Working with some of the largest and most sophisticated enterprises on developing their cloud strategies has given Roy significant insight into development strategies, design offerings, and the methodologies and capabilities required to help move such businesses to the cloud. Roy’s focus was on cost, data consistency and data modernization, particularly in relationship to people, and it is here that an important role for CAST has been developed:
We are using CAST software to reduce the time to transition from when people move out across projects, and we have started to use CAST in this new domain about creating a knowledge base, keeping it updated. And our studies have shown that it is going to benefit us in our in our ability to transition as people move in and out.
In IBM's view, cost is not the primary driver and instead is seen as one of the outcomes which clients are looking for. Equal - or even bigger - drivers are factors like speed to value, having business requirements met, or they have complex IT systems still working at the end of life. Cost reduction using modernization is certainly important, but the need for them to modernize is wider and reaches across multiple parameters.
He also pointed to the oft-forgotten factor that modernization does not automatically equal the cloud. As a Systems Integration house, it is not unusual for IBM to find that modernization could also be in situ, remaining on premise, or it could be in cloud. Only then does cost become an important component in the decision on which route modernization takes.
He also observed that two distinct flavours of agility need to be considered carefully. One he termed "agility in IT" – the ability to deliver more and more technical options in a much-reduced time. The other, which he now tries to focus all IBM clients on, is business agility - where modernization makes the business, process-wise, run much faster.
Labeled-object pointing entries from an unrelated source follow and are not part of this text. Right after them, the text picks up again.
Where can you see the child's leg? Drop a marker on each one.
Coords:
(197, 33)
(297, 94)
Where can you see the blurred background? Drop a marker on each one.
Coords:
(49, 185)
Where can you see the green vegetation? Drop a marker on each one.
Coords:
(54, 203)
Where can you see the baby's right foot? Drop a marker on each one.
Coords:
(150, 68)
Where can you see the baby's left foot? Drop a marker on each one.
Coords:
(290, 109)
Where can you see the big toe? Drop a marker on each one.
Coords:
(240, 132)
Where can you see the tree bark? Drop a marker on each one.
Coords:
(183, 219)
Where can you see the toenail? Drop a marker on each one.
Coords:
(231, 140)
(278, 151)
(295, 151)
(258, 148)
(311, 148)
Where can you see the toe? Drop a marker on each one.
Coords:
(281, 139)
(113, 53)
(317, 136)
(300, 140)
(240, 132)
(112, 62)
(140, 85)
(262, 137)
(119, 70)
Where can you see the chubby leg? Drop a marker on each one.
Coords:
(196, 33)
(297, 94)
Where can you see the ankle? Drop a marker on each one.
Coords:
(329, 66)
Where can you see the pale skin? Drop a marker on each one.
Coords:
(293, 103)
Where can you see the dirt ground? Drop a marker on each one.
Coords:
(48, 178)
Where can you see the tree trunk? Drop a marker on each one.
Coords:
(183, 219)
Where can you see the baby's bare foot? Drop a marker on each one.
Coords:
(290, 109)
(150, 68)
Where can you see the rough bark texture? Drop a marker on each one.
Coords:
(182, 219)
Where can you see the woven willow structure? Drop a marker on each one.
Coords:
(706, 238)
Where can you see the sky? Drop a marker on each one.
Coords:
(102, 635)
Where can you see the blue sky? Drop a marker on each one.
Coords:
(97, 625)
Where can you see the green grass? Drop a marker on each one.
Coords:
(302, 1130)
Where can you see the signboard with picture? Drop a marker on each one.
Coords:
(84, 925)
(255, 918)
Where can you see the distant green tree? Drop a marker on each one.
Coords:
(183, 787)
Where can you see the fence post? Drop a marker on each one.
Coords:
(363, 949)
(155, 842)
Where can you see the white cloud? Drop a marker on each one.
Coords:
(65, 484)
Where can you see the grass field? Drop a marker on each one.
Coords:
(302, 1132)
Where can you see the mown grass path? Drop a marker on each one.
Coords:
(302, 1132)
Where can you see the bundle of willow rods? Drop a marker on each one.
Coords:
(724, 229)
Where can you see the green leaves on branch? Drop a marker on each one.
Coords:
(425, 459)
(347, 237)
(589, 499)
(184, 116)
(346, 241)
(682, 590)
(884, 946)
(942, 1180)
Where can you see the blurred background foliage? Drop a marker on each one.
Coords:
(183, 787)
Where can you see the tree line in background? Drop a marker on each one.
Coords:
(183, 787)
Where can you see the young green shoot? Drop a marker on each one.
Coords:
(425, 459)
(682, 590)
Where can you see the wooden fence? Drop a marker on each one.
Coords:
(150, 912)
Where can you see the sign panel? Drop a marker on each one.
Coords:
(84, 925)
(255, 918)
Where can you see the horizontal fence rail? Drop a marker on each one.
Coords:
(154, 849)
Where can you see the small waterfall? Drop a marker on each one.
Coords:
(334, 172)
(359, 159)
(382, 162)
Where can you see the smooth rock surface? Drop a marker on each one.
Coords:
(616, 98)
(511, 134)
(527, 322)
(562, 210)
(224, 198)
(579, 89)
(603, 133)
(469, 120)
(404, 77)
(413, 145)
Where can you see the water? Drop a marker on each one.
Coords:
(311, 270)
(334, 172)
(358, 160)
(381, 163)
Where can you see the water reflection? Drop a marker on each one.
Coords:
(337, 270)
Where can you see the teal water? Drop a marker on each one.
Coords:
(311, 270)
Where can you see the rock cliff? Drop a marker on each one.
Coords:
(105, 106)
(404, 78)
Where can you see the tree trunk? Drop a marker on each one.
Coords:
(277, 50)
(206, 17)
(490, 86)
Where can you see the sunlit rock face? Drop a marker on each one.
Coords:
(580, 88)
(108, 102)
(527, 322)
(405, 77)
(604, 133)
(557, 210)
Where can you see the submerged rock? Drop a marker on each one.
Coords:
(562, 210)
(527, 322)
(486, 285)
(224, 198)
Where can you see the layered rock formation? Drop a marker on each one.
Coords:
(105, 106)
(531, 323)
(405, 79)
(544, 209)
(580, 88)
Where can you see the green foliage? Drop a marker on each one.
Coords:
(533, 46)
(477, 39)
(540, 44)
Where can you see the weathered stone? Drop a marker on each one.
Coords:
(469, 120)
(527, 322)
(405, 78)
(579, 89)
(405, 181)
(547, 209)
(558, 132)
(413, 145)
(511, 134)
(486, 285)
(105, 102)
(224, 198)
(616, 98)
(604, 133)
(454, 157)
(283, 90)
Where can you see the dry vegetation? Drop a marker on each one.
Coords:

He picked out a number of factors that IBM has learned so far from this approach, which together are building a consistent pattern. Most importantly, any modernization needs the right set of business outcomes, and as an example he used a long-established Indian bank where the CEO set the business objective as `get the new, younger generation of Indians to become customers’. That meant not only leapfrogging its established banking competitors but also the new crop of internet banks. To do that the business outcome needed to be creating a bank able to provide not just the latest internet banking but also provide a platform to sell a plethora of Financial Services:
Today, they are definitely a step ahead of the banks which were born on the internet and came much later. So that's how our clients are aligning their modernisation journeys to business outcomes and not looking at only technology.
He observed that, having completed `thousands’ of modernisations, IBM has been able to codify much of what it has learned into a set of modernization patterns that can be applied across most requirements in most business sectors. The company claim is that the patterns provide a much less risky approach to modernization.
The role of CAST in managing the influence of individual people, if and when they change roles, is that it becomes the prime mover in the development of operating models, structures and architectures, all based around what the data demands. Roy said:
For an operating model, this is where CAST comes in very handy. Once you have identified the architecture you run the tool, you identify the interdependencies. Then you start identifying where and how the data is to be retained, and the data decides the operating model. Then the operating model, once you have decided, decides the structure and the architecture.